The fire and ambulance stations are both in the 100 block of West Chapline Street; a gravel parking lot is between them. The proposed building would go between the two buildings, toward the back, so there is a larger driveway apron before the firetrucks get on the street, fire company officials said. A long storage building near the rear alley would be taken down to make room for the new building.
In January, Sharpsburg’s Board of Zoning Appeals granted a variance to the fire and ambulance departments because the new building will be constructed closer to an alley than town ordinances allow, Town Clerk Kim Fulk said.
“Pending the permit approvals and so forth, we are looking at the building being a little bit less than $1 million,” James said.
Fire and EMS officials hope to have the building finished by the end of the year, but that will depend on issues including county permitting approval and weather, James said.
Grant funding is being pursued and emergency service officials expect to seek a loan, said Lt. Jay Brandenburg, a member of the fire company who serves on the building committee.

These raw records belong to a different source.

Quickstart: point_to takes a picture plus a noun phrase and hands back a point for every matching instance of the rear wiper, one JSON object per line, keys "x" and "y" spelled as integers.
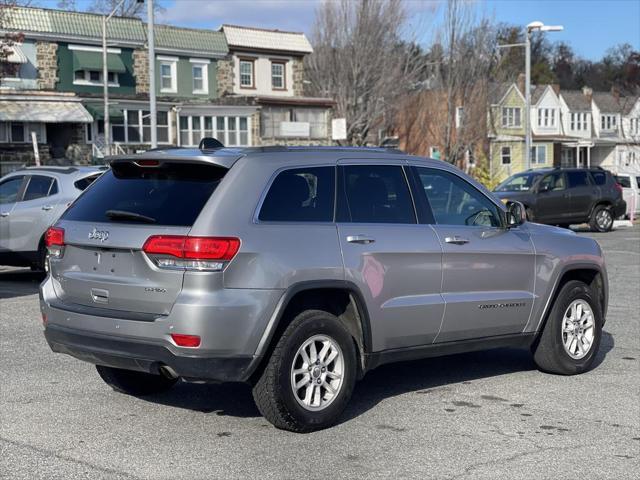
{"x": 125, "y": 215}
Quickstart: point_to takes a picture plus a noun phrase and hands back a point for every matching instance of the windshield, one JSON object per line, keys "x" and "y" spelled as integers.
{"x": 521, "y": 182}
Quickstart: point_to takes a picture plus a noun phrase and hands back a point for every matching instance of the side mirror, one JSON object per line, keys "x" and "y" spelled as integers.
{"x": 516, "y": 214}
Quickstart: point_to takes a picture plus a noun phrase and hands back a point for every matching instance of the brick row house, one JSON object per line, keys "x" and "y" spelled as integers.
{"x": 569, "y": 128}
{"x": 244, "y": 86}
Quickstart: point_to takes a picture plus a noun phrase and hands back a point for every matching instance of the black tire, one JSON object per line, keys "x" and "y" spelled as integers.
{"x": 596, "y": 223}
{"x": 134, "y": 383}
{"x": 273, "y": 392}
{"x": 549, "y": 352}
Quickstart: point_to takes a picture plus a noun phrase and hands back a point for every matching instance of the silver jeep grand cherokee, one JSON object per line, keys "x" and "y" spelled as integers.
{"x": 300, "y": 269}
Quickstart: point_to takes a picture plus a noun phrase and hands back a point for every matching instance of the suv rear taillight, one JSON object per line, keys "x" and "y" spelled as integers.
{"x": 54, "y": 241}
{"x": 191, "y": 253}
{"x": 618, "y": 187}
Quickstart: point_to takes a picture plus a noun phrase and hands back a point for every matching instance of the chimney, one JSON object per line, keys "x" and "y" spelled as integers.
{"x": 520, "y": 83}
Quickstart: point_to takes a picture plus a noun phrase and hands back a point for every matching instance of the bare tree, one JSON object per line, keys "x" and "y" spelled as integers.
{"x": 362, "y": 59}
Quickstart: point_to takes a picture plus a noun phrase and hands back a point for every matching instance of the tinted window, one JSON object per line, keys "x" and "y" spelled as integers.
{"x": 599, "y": 178}
{"x": 169, "y": 195}
{"x": 555, "y": 181}
{"x": 454, "y": 201}
{"x": 577, "y": 179}
{"x": 521, "y": 182}
{"x": 624, "y": 181}
{"x": 38, "y": 187}
{"x": 300, "y": 195}
{"x": 83, "y": 183}
{"x": 9, "y": 190}
{"x": 376, "y": 194}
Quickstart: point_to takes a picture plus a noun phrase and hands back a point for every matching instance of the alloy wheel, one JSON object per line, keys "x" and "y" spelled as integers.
{"x": 317, "y": 372}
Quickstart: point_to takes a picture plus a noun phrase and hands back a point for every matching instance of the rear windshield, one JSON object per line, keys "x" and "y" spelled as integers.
{"x": 173, "y": 195}
{"x": 83, "y": 183}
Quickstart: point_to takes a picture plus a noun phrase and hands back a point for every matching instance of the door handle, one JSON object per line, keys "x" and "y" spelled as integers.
{"x": 456, "y": 240}
{"x": 363, "y": 239}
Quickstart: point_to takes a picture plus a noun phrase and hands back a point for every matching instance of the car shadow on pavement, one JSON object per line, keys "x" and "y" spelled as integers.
{"x": 420, "y": 377}
{"x": 19, "y": 282}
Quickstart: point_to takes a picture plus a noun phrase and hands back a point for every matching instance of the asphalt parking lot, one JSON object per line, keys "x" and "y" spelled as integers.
{"x": 481, "y": 415}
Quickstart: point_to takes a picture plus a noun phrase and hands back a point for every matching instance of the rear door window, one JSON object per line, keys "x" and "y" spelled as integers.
{"x": 599, "y": 178}
{"x": 552, "y": 182}
{"x": 454, "y": 201}
{"x": 9, "y": 190}
{"x": 577, "y": 179}
{"x": 300, "y": 195}
{"x": 624, "y": 181}
{"x": 375, "y": 194}
{"x": 172, "y": 194}
{"x": 40, "y": 186}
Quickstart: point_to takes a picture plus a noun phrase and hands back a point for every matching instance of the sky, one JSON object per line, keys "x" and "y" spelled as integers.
{"x": 590, "y": 26}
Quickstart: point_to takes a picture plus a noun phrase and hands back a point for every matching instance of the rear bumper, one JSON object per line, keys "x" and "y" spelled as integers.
{"x": 144, "y": 357}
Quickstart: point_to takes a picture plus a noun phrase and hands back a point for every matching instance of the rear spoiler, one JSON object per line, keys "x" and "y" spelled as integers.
{"x": 223, "y": 158}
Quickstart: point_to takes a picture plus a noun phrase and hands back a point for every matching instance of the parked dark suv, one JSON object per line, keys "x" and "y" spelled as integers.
{"x": 565, "y": 196}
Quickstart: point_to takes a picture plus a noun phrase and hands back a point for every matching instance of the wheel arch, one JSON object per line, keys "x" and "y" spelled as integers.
{"x": 338, "y": 297}
{"x": 591, "y": 274}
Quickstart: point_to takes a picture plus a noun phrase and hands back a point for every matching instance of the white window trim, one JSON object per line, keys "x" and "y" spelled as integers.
{"x": 99, "y": 83}
{"x": 89, "y": 48}
{"x": 503, "y": 155}
{"x": 173, "y": 65}
{"x": 507, "y": 125}
{"x": 253, "y": 73}
{"x": 534, "y": 157}
{"x": 205, "y": 77}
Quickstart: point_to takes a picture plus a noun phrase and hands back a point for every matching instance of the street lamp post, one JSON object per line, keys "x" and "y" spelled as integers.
{"x": 533, "y": 26}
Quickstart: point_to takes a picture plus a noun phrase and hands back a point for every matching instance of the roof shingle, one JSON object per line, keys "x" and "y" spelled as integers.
{"x": 262, "y": 39}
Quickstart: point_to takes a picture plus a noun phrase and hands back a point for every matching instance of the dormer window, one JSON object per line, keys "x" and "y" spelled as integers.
{"x": 511, "y": 117}
{"x": 608, "y": 122}
{"x": 546, "y": 117}
{"x": 247, "y": 76}
{"x": 278, "y": 75}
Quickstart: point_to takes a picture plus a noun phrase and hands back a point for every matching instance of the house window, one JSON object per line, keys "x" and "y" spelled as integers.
{"x": 272, "y": 118}
{"x": 505, "y": 155}
{"x": 94, "y": 78}
{"x": 608, "y": 122}
{"x": 278, "y": 75}
{"x": 230, "y": 130}
{"x": 538, "y": 154}
{"x": 459, "y": 116}
{"x": 246, "y": 73}
{"x": 20, "y": 132}
{"x": 578, "y": 121}
{"x": 199, "y": 72}
{"x": 168, "y": 81}
{"x": 511, "y": 117}
{"x": 546, "y": 117}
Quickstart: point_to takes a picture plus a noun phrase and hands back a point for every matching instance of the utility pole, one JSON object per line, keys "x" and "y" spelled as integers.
{"x": 105, "y": 80}
{"x": 152, "y": 77}
{"x": 527, "y": 100}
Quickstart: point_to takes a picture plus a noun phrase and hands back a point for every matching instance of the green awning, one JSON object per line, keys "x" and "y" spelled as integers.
{"x": 97, "y": 112}
{"x": 93, "y": 61}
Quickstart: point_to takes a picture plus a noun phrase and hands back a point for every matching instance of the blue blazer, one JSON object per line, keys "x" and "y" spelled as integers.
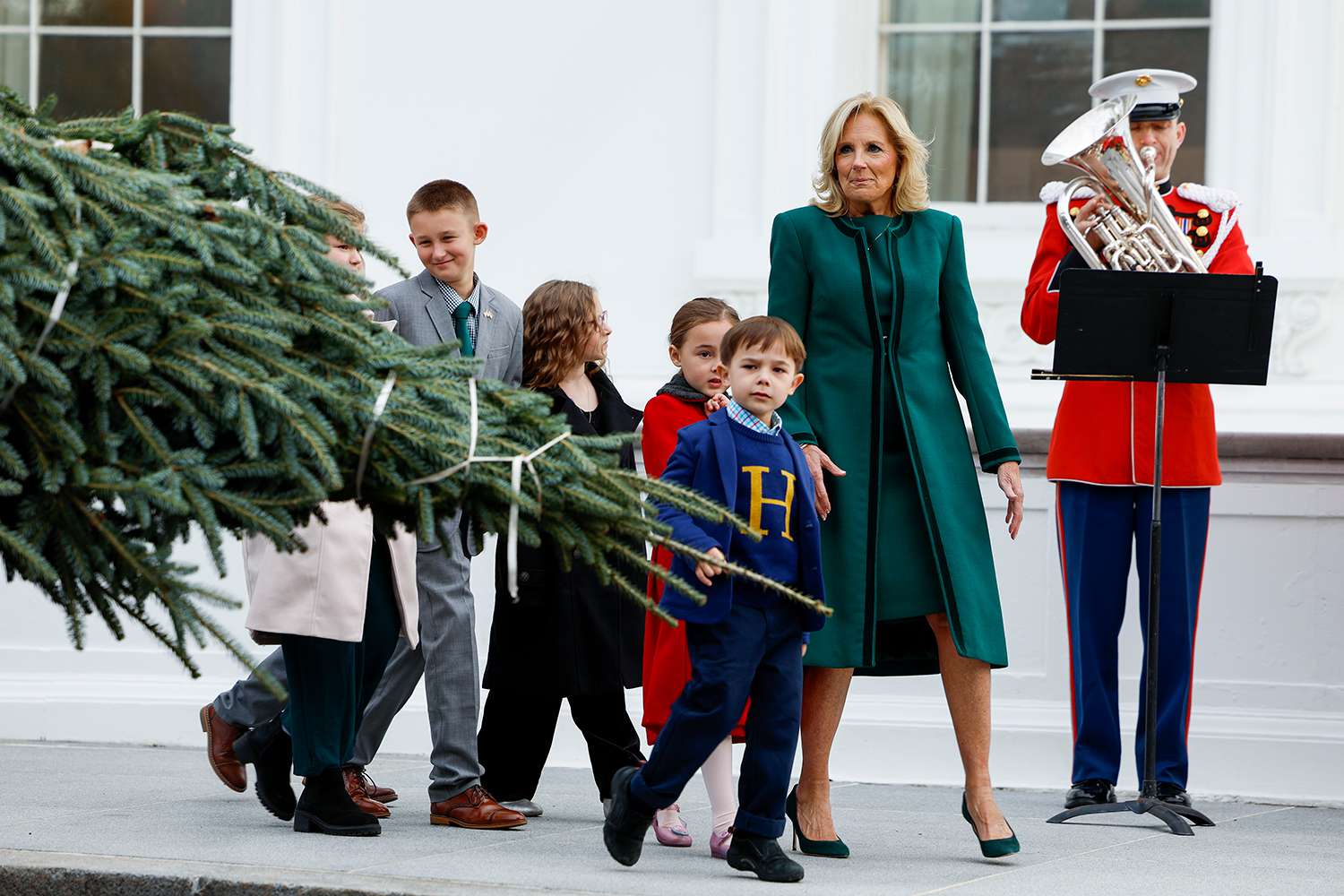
{"x": 706, "y": 460}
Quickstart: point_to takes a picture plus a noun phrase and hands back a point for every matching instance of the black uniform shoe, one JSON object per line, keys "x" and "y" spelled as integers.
{"x": 327, "y": 807}
{"x": 625, "y": 825}
{"x": 271, "y": 753}
{"x": 1089, "y": 793}
{"x": 762, "y": 857}
{"x": 1172, "y": 794}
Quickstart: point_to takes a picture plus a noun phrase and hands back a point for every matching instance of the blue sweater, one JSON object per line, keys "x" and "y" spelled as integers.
{"x": 706, "y": 460}
{"x": 768, "y": 495}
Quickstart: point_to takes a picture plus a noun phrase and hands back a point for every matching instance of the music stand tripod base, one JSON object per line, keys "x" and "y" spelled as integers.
{"x": 1215, "y": 328}
{"x": 1174, "y": 815}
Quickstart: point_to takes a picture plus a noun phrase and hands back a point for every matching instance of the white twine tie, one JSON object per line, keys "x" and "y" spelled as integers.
{"x": 516, "y": 462}
{"x": 56, "y": 306}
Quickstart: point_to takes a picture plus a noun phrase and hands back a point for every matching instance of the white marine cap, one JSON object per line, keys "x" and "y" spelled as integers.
{"x": 1158, "y": 91}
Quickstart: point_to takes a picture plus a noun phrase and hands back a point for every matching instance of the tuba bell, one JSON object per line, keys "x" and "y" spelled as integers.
{"x": 1137, "y": 231}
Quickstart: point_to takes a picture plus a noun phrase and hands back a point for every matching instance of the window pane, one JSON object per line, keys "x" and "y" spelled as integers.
{"x": 188, "y": 13}
{"x": 1038, "y": 85}
{"x": 935, "y": 78}
{"x": 89, "y": 75}
{"x": 1183, "y": 50}
{"x": 187, "y": 74}
{"x": 1043, "y": 10}
{"x": 86, "y": 13}
{"x": 13, "y": 13}
{"x": 913, "y": 11}
{"x": 13, "y": 64}
{"x": 1156, "y": 8}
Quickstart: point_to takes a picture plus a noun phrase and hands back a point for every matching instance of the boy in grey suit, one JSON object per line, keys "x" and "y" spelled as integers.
{"x": 444, "y": 303}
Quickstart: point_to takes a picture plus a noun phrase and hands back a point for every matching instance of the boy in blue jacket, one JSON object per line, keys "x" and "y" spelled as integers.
{"x": 745, "y": 641}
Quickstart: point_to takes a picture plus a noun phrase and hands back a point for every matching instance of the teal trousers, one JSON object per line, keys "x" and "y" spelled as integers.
{"x": 331, "y": 681}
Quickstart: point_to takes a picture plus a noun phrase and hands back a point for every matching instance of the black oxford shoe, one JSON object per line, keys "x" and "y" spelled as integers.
{"x": 762, "y": 857}
{"x": 1172, "y": 794}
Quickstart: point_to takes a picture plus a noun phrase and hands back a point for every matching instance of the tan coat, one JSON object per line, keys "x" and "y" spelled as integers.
{"x": 322, "y": 591}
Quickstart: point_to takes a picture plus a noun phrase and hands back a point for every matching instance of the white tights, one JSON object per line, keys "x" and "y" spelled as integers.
{"x": 718, "y": 782}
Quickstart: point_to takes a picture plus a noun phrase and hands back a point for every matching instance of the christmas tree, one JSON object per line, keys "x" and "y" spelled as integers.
{"x": 177, "y": 352}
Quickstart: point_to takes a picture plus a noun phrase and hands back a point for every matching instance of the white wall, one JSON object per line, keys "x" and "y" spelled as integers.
{"x": 645, "y": 150}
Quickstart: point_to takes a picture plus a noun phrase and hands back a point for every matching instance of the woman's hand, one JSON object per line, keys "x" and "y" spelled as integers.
{"x": 1088, "y": 220}
{"x": 1010, "y": 479}
{"x": 819, "y": 463}
{"x": 706, "y": 571}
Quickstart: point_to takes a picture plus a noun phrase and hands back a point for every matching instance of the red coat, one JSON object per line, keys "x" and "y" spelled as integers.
{"x": 667, "y": 661}
{"x": 1104, "y": 432}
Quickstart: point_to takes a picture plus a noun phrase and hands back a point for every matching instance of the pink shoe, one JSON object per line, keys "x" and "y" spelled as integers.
{"x": 672, "y": 833}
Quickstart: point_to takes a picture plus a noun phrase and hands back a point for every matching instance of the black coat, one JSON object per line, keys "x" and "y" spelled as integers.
{"x": 567, "y": 634}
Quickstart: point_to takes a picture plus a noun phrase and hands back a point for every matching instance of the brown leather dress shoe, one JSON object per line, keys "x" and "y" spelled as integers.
{"x": 475, "y": 807}
{"x": 371, "y": 790}
{"x": 220, "y": 748}
{"x": 355, "y": 788}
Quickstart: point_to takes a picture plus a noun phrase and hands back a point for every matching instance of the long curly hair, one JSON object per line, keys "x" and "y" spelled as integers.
{"x": 558, "y": 319}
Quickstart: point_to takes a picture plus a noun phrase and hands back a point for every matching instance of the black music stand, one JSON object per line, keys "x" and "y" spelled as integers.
{"x": 1180, "y": 328}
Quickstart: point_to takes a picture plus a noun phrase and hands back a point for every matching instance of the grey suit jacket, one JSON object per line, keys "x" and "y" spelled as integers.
{"x": 422, "y": 319}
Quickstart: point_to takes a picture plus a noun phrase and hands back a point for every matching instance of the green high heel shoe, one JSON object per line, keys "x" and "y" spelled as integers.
{"x": 991, "y": 848}
{"x": 824, "y": 848}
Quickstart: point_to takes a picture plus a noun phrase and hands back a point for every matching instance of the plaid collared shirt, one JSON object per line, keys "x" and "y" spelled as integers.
{"x": 454, "y": 300}
{"x": 746, "y": 418}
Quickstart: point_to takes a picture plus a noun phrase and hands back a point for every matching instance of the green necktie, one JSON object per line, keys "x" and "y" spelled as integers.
{"x": 464, "y": 333}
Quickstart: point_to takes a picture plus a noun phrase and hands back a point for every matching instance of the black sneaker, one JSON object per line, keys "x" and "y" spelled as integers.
{"x": 1089, "y": 793}
{"x": 762, "y": 857}
{"x": 1172, "y": 794}
{"x": 625, "y": 825}
{"x": 327, "y": 807}
{"x": 271, "y": 753}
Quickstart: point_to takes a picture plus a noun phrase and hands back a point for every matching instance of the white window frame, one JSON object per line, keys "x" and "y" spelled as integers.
{"x": 1098, "y": 24}
{"x": 137, "y": 31}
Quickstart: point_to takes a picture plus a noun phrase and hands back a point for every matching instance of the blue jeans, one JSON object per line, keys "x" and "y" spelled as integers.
{"x": 1101, "y": 528}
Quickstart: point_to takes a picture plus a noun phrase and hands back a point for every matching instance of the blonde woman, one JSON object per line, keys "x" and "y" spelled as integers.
{"x": 336, "y": 610}
{"x": 875, "y": 282}
{"x": 567, "y": 637}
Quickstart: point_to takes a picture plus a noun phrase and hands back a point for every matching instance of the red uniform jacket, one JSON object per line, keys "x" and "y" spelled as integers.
{"x": 1104, "y": 432}
{"x": 667, "y": 659}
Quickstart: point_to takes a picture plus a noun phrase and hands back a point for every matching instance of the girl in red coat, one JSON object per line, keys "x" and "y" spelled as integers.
{"x": 688, "y": 398}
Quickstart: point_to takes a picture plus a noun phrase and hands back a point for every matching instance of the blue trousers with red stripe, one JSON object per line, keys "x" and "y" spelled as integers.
{"x": 1099, "y": 528}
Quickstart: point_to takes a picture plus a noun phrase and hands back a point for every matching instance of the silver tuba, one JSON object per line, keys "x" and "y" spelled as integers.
{"x": 1137, "y": 230}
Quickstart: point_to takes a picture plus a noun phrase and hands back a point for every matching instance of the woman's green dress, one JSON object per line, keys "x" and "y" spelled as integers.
{"x": 890, "y": 325}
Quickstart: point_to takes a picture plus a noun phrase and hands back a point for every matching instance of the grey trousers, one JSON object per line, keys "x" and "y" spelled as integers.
{"x": 446, "y": 659}
{"x": 249, "y": 702}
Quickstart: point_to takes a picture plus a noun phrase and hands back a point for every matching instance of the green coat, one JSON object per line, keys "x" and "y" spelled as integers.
{"x": 820, "y": 282}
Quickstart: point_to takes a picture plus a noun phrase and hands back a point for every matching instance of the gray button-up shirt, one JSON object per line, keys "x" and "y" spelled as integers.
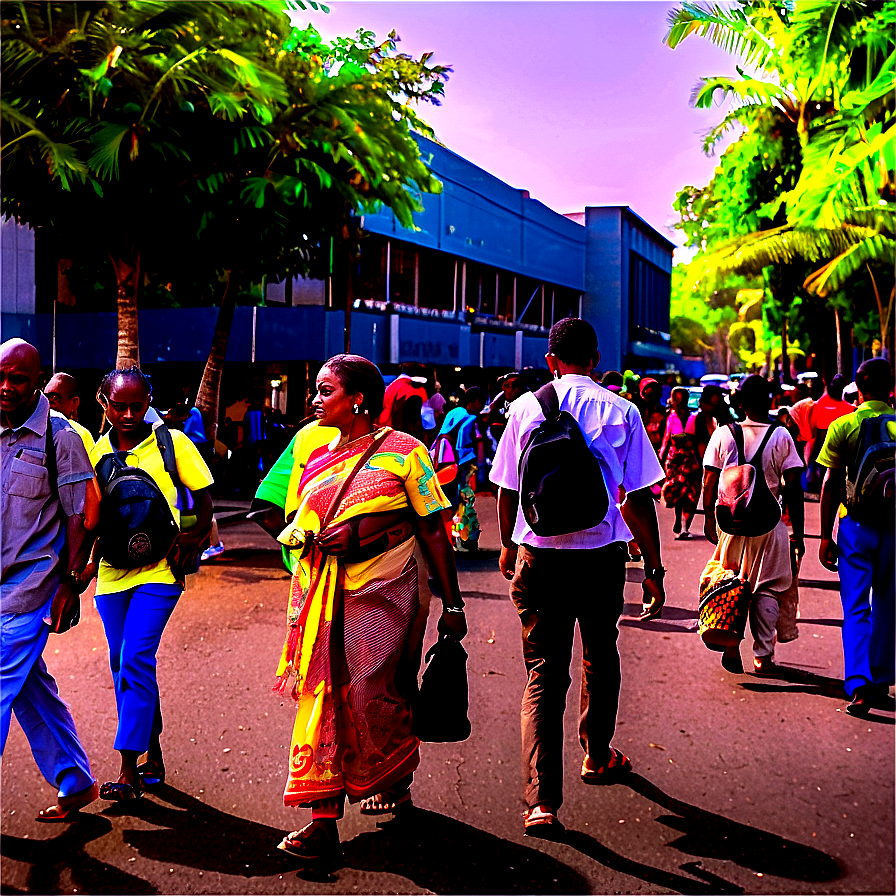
{"x": 34, "y": 515}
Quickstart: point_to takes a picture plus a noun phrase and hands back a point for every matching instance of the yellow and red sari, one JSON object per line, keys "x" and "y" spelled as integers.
{"x": 349, "y": 624}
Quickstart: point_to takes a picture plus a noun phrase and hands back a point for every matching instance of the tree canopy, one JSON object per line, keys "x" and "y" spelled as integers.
{"x": 203, "y": 137}
{"x": 804, "y": 198}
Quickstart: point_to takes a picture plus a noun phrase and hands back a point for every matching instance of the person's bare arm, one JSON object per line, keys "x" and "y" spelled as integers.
{"x": 508, "y": 504}
{"x": 710, "y": 496}
{"x": 440, "y": 557}
{"x": 639, "y": 512}
{"x": 833, "y": 491}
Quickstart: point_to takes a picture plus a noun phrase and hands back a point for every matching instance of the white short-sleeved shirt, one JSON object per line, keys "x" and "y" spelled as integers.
{"x": 780, "y": 453}
{"x": 615, "y": 433}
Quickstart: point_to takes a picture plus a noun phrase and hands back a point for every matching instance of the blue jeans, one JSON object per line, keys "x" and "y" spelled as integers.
{"x": 867, "y": 594}
{"x": 134, "y": 621}
{"x": 30, "y": 691}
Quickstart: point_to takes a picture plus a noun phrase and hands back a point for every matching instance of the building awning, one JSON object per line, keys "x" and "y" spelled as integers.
{"x": 656, "y": 351}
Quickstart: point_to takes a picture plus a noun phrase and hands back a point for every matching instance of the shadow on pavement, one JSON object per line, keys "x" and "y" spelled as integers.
{"x": 444, "y": 855}
{"x": 65, "y": 853}
{"x": 713, "y": 836}
{"x": 196, "y": 835}
{"x": 669, "y": 879}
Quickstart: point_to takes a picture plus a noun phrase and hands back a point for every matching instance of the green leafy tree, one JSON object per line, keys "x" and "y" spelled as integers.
{"x": 203, "y": 137}
{"x": 825, "y": 76}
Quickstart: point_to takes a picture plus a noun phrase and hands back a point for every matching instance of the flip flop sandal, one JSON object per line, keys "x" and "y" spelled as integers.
{"x": 386, "y": 803}
{"x": 616, "y": 767}
{"x": 541, "y": 822}
{"x": 312, "y": 843}
{"x": 69, "y": 807}
{"x": 118, "y": 792}
{"x": 150, "y": 778}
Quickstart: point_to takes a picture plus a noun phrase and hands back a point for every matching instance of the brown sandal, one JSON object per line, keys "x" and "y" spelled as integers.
{"x": 68, "y": 806}
{"x": 318, "y": 840}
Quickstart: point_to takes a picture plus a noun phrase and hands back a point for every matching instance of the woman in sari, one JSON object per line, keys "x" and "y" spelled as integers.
{"x": 357, "y": 507}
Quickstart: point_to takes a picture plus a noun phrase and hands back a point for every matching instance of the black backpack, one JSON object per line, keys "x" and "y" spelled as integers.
{"x": 562, "y": 486}
{"x": 137, "y": 527}
{"x": 870, "y": 484}
{"x": 745, "y": 505}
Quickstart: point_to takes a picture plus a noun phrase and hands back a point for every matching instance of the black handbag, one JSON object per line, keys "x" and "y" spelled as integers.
{"x": 439, "y": 711}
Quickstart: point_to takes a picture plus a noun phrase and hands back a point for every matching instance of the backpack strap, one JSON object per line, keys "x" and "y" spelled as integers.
{"x": 166, "y": 449}
{"x": 738, "y": 435}
{"x": 548, "y": 399}
{"x": 756, "y": 459}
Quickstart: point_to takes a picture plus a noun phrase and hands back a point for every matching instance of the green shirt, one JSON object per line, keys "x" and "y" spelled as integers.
{"x": 842, "y": 440}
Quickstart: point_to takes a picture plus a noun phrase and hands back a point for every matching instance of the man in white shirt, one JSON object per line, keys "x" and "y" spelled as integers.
{"x": 765, "y": 559}
{"x": 591, "y": 564}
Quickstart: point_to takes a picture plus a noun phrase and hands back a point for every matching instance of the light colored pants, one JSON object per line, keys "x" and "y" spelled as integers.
{"x": 764, "y": 611}
{"x": 30, "y": 691}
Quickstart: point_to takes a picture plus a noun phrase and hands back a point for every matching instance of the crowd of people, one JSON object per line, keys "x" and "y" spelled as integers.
{"x": 375, "y": 494}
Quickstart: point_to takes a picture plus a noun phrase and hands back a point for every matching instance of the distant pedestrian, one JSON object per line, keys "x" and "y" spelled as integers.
{"x": 136, "y": 602}
{"x": 682, "y": 465}
{"x": 863, "y": 554}
{"x": 62, "y": 393}
{"x": 49, "y": 501}
{"x": 765, "y": 560}
{"x": 459, "y": 428}
{"x": 591, "y": 560}
{"x": 711, "y": 413}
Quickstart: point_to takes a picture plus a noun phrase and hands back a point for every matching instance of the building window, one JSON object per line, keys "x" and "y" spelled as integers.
{"x": 649, "y": 294}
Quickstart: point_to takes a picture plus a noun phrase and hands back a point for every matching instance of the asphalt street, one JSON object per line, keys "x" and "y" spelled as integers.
{"x": 740, "y": 784}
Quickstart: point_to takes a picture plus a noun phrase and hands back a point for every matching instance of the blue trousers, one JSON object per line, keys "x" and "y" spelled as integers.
{"x": 134, "y": 621}
{"x": 867, "y": 594}
{"x": 30, "y": 691}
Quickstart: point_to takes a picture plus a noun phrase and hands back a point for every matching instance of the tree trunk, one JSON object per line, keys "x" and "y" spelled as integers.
{"x": 127, "y": 278}
{"x": 209, "y": 396}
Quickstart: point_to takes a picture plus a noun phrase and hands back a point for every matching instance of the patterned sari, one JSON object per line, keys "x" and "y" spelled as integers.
{"x": 349, "y": 625}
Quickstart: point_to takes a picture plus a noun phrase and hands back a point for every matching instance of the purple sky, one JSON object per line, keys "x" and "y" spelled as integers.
{"x": 579, "y": 103}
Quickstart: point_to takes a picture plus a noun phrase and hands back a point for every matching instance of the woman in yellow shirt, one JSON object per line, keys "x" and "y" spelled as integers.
{"x": 135, "y": 604}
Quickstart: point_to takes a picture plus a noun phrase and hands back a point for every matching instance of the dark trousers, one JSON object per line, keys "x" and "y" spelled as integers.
{"x": 552, "y": 590}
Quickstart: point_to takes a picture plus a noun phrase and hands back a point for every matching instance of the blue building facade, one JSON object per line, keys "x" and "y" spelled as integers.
{"x": 477, "y": 284}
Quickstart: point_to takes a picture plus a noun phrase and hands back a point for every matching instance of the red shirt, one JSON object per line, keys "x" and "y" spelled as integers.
{"x": 826, "y": 410}
{"x": 401, "y": 387}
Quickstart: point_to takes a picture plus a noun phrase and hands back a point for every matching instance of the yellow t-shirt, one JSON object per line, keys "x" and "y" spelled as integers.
{"x": 194, "y": 474}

The proposed building would be approximately 126 feet wide by 86 feet deep, James said. The bays would be deep enough so there would be room for a ladder truck, if the fire company were to get one, and two ambulances could be parked in one bay, he said.
The building would appear to be two stories high, but the front of the building would have open bays so cabs can be lifted for maintenance without pulling out firetrucks, James said.
West Chapline Street can become blocked when firetrucks are pulled out for maintenance work because the cab cannot be lifted inside the fire hall, James said.
The back of the new building would have two stories containing offices, bunk rooms, a kitchen, exercise facilities and other staffing facilities, emergency service officials said.
The current fire station isn’t large enough to house the larger firetrucks other fire companies bring when they temporarily staff the fire station or to house a large-capacity tanker truck, an acquisition that is a long-term goal for the fire company, James said.
The fire station also has weight limitations.
Several years ago, the fire company had contractors beef up the floor so it would support the company’s current firetrucks, James said. The floor could not support a large-capacity tanker truck or a larger firetruck, he said.
The ambulance station has age and space issues.
“We just purchased a new ambulance that currently fits within the bay space that we have. However, it is very tight,” said Damien Teal, assistant chief and administrator for the EMS company. The bay space didn’t allow EMS officials to buy a larger ambulance, he said.
Ambulances have gotten bigger over the years because they carry more equipment.
The cost of maintaining the ambulance station, which was built in the mid-1960s, also has gone up, Teal said.
The ambulance company is “at the point now where things are being replaced on a routine basis. The building is actually costing us more to run than it ever has,” Teal said.